Magistrate Bernardo Velasco
Samaritans: Alan Koch & 2 Portland friends; Kathy Zweig and Lyn Norwakowski and friends; Sara Busey
Visitors: John Turnbull, English Professor from Northern Illinois University; Father Cory Brost leading 10 Catholic Viatorian college students; and 12 Ignatius College Program students.
Only 23 migrants today. Velasco sentenced them 8 at a time within 15 minutes for a total of 1375 days in prison at a cost to U.S. taxpayers of $224,595. Five were from Guatemala, one from Honduras and the rest from Mexico. Most crossed near Sasebe and Nogales. Two were dismissed to return to their countries because no translator was available for their language and one dismissed due to low comprehension.
Velasco responded at length after court to some excellent questions posed by the students. Several focused on asylum, possibly because Brost works with asylum seekers in Chicago and Turnbull at NIU and previously Atlanta. Velasco defended prison time for those who arrive without papers between ports of entry because “they committed a crime,” but said their criminal conviction doesn’t negatively affect their later asylum request. He stressed asylum seekers need to present themselves at a port of entry.
According to the magistrate, prosecutorial discretion is utilized in the immigration process. In the field, the Border Patrol decides whether to deport, offer a voluntary return, or send a migrant to criminal court. And prior to an OS court session, the migrant’s lawyer and the federal prosecutor decide together the length of sentence to assign.

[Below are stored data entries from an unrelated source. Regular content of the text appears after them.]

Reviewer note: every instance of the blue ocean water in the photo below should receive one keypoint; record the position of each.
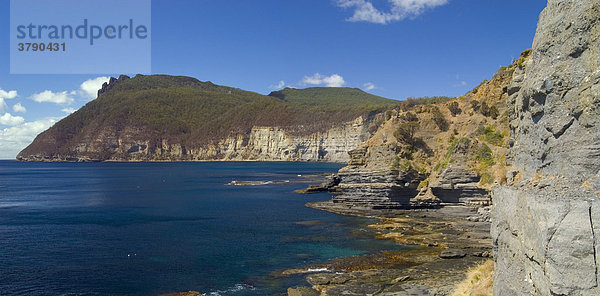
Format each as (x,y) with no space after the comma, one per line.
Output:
(151,228)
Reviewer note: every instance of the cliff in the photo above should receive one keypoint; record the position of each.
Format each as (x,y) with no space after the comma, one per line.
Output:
(174,118)
(432,151)
(546,220)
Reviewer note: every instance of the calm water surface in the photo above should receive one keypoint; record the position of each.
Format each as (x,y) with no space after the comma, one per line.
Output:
(150,228)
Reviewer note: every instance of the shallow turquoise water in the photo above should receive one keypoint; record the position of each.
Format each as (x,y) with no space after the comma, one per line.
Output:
(149,228)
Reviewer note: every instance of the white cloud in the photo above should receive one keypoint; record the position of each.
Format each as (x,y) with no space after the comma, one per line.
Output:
(61,98)
(9,119)
(369,86)
(16,138)
(89,88)
(334,80)
(19,108)
(277,86)
(365,11)
(68,110)
(6,95)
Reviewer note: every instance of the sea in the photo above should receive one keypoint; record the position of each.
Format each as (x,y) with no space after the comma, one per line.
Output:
(219,228)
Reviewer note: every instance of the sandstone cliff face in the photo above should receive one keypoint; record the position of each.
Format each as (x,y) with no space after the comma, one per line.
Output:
(260,144)
(433,152)
(546,225)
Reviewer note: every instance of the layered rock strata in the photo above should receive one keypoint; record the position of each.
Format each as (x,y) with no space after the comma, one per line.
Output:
(260,144)
(546,223)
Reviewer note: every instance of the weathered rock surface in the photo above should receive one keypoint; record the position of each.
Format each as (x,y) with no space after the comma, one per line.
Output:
(458,184)
(545,226)
(370,188)
(260,144)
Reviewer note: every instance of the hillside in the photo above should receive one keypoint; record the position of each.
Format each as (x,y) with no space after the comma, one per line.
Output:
(423,151)
(162,117)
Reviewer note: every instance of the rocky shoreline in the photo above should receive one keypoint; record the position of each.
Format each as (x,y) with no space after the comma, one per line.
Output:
(445,242)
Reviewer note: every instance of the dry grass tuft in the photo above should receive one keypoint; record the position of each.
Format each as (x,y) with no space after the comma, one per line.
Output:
(479,281)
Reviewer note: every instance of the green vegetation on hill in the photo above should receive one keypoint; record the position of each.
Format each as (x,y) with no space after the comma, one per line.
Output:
(332,98)
(194,114)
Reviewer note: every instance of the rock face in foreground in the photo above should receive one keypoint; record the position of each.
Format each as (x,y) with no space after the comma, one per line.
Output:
(546,225)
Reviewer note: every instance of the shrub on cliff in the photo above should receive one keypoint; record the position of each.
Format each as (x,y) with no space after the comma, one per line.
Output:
(406,132)
(440,119)
(454,108)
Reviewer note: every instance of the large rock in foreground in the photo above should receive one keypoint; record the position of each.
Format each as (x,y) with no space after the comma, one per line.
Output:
(546,225)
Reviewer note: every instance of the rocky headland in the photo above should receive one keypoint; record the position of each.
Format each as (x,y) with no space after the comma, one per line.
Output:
(524,145)
(174,118)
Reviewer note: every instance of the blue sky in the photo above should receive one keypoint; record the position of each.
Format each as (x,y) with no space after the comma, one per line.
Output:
(393,48)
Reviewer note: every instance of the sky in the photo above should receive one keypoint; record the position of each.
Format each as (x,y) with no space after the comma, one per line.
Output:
(392,48)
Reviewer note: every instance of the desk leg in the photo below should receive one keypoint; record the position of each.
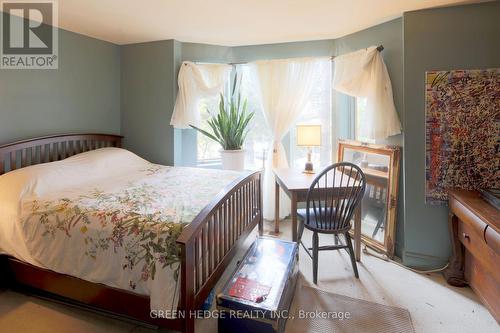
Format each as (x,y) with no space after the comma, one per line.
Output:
(454,274)
(276,208)
(294,216)
(357,233)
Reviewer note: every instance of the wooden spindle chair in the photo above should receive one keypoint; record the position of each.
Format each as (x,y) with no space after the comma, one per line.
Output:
(331,202)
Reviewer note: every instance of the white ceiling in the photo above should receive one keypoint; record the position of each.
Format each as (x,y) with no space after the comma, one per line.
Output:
(230,22)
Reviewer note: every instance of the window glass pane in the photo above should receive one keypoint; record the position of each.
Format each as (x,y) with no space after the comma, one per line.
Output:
(259,137)
(207,149)
(360,118)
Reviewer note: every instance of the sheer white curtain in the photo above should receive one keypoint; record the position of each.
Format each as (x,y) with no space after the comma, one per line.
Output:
(285,88)
(197,81)
(363,74)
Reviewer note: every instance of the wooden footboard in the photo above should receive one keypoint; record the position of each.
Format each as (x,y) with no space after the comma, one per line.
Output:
(210,242)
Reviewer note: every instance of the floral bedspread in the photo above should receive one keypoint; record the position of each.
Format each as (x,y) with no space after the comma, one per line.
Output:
(124,232)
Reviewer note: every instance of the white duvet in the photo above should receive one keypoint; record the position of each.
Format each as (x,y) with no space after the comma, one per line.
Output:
(106,216)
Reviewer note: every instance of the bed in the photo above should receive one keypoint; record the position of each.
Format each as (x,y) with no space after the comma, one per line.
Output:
(98,226)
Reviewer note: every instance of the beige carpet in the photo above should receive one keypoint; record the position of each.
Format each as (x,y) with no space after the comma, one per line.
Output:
(318,311)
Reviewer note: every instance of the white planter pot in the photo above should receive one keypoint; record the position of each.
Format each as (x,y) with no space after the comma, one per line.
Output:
(233,159)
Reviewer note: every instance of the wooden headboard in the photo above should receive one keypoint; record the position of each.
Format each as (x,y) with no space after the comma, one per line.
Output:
(52,148)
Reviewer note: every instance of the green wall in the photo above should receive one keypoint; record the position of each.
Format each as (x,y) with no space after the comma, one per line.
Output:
(390,35)
(463,37)
(83,95)
(148,86)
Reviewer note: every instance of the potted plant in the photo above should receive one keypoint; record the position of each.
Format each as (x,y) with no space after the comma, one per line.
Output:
(229,129)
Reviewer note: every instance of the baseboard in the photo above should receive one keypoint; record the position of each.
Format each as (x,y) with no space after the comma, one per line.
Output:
(423,261)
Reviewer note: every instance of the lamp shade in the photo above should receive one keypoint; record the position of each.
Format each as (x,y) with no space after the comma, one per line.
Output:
(309,135)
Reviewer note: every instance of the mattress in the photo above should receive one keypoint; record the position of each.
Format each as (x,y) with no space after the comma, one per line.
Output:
(106,216)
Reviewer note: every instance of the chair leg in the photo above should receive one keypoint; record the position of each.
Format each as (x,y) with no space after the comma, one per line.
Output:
(301,230)
(351,254)
(315,257)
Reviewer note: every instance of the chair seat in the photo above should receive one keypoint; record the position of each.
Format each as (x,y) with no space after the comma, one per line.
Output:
(311,224)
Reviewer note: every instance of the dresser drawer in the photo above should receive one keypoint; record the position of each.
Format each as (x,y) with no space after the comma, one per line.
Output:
(492,238)
(472,236)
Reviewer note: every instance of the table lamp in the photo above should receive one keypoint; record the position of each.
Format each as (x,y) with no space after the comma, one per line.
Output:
(309,136)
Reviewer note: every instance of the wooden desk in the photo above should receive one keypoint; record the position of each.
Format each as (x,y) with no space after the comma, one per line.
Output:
(475,234)
(295,184)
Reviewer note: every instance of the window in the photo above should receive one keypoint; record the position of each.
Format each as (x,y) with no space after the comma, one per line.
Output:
(360,115)
(207,150)
(259,136)
(318,111)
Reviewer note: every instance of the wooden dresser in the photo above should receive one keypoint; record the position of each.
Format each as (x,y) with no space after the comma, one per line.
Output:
(475,231)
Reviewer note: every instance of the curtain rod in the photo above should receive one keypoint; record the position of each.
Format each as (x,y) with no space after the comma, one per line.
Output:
(380,48)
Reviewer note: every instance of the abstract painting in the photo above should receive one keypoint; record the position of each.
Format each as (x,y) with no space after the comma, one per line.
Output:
(462,131)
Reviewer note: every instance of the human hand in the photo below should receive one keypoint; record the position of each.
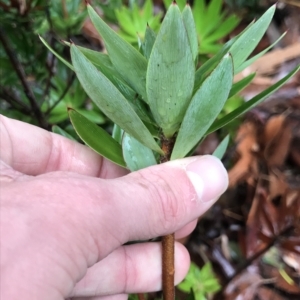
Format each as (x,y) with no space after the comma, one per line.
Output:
(66,213)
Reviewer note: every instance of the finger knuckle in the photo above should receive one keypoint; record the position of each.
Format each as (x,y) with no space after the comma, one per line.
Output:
(168,207)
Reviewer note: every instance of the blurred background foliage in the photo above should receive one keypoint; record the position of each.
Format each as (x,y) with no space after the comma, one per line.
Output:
(37,88)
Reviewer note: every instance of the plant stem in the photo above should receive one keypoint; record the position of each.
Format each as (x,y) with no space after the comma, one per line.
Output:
(168,268)
(22,76)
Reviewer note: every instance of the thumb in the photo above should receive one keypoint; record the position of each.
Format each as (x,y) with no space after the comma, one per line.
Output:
(162,199)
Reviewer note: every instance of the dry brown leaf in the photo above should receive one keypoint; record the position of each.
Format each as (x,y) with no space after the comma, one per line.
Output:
(277,186)
(277,139)
(244,286)
(264,293)
(246,147)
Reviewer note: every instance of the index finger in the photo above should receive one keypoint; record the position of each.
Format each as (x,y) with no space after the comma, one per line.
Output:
(33,151)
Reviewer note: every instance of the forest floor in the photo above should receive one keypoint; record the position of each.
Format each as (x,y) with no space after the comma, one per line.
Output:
(252,234)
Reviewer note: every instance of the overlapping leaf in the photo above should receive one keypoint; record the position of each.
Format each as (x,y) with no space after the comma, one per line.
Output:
(205,106)
(130,63)
(251,103)
(136,155)
(110,100)
(97,138)
(170,74)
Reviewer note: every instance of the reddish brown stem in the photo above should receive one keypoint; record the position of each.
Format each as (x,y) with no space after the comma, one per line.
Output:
(168,268)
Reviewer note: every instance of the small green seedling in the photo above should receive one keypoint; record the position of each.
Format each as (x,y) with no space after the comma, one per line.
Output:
(202,282)
(161,102)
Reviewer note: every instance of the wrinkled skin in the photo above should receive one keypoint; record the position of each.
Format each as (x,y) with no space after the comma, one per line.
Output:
(66,214)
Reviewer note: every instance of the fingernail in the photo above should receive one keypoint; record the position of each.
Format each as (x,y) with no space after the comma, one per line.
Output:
(208,176)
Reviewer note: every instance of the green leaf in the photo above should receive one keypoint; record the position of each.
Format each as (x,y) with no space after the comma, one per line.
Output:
(190,26)
(251,103)
(93,116)
(205,106)
(117,133)
(170,74)
(129,62)
(210,64)
(247,41)
(148,43)
(136,155)
(227,26)
(221,149)
(240,85)
(56,54)
(97,138)
(212,17)
(250,61)
(108,98)
(58,130)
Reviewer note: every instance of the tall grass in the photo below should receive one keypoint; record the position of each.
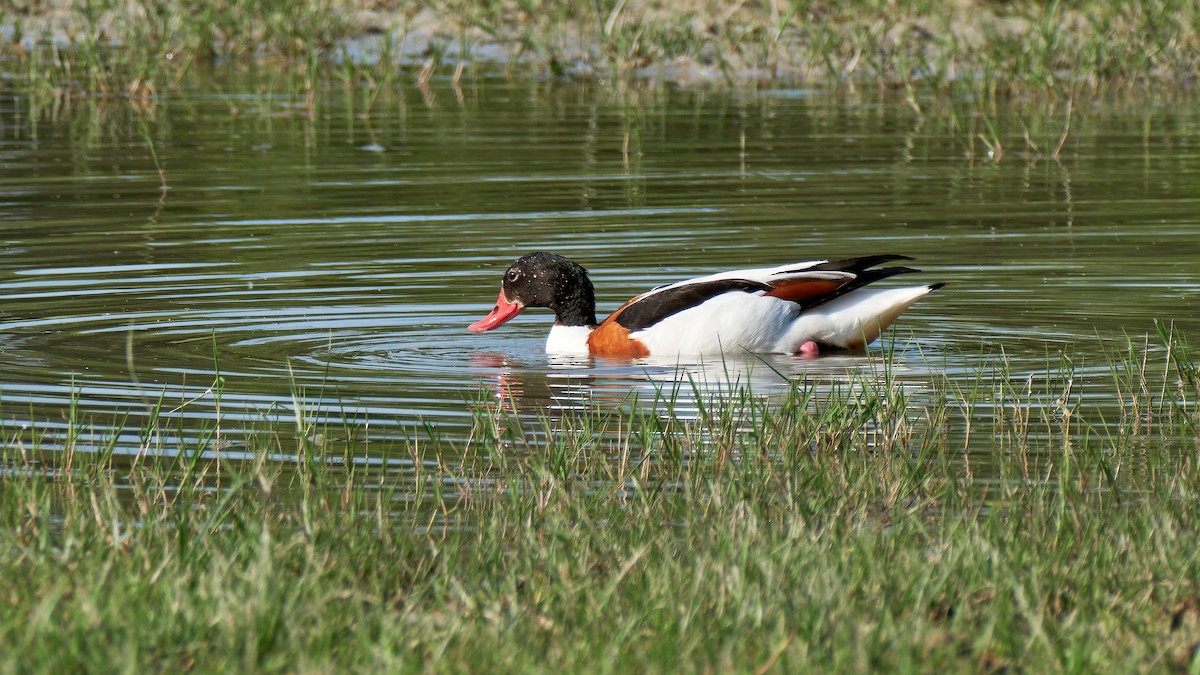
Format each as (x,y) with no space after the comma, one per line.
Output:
(849,525)
(1020,48)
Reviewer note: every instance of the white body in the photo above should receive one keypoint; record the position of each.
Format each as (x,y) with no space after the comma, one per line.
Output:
(755,322)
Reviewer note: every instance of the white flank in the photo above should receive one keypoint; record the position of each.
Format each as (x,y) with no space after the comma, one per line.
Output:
(738,322)
(852,321)
(568,340)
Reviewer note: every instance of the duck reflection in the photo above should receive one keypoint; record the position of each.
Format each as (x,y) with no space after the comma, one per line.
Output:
(679,388)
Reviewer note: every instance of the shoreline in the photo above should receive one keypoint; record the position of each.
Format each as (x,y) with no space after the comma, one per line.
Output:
(999,48)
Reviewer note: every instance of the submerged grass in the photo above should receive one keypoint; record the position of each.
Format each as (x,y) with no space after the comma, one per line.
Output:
(847,526)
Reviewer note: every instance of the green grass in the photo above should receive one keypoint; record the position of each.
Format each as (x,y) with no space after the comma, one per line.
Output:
(1006,524)
(142,48)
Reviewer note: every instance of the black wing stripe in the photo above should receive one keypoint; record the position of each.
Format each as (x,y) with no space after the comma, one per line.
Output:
(863,279)
(851,264)
(661,304)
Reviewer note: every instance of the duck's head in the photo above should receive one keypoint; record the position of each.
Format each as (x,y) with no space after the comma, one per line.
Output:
(543,280)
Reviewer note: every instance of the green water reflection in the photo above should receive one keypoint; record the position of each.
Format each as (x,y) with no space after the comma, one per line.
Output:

“OS is a good deal: six months in OS versus 24 to 120 months in a regular court room. And they have court appointed lawyers, which Americans do not have, “ Velasco said.
When asked about private prisons, Velasco mentioned that private prison employees can lobby Congress; public employees like him cannot.
“You may not like what you see at OS, but it is what our representatives gave us. It is legal.” He said the students should lobby their Congressional representatives for comprehensive immigration reform if they have problems with OS.
After the court session, OS lawyer Parris also spoke at length to some students. When asked if he was aware of a form that indicates a migrant’s request for asylum that can be included in their file, he dodged the question. He did say he has contacted the Florence Project to follow up on such migrants or has given them names of pro bono immigration lawyers to contact. He himself can’t afford to be one. He also said he had personally been threatened by anti-OS activists, which shouldn’t happen in a civil society.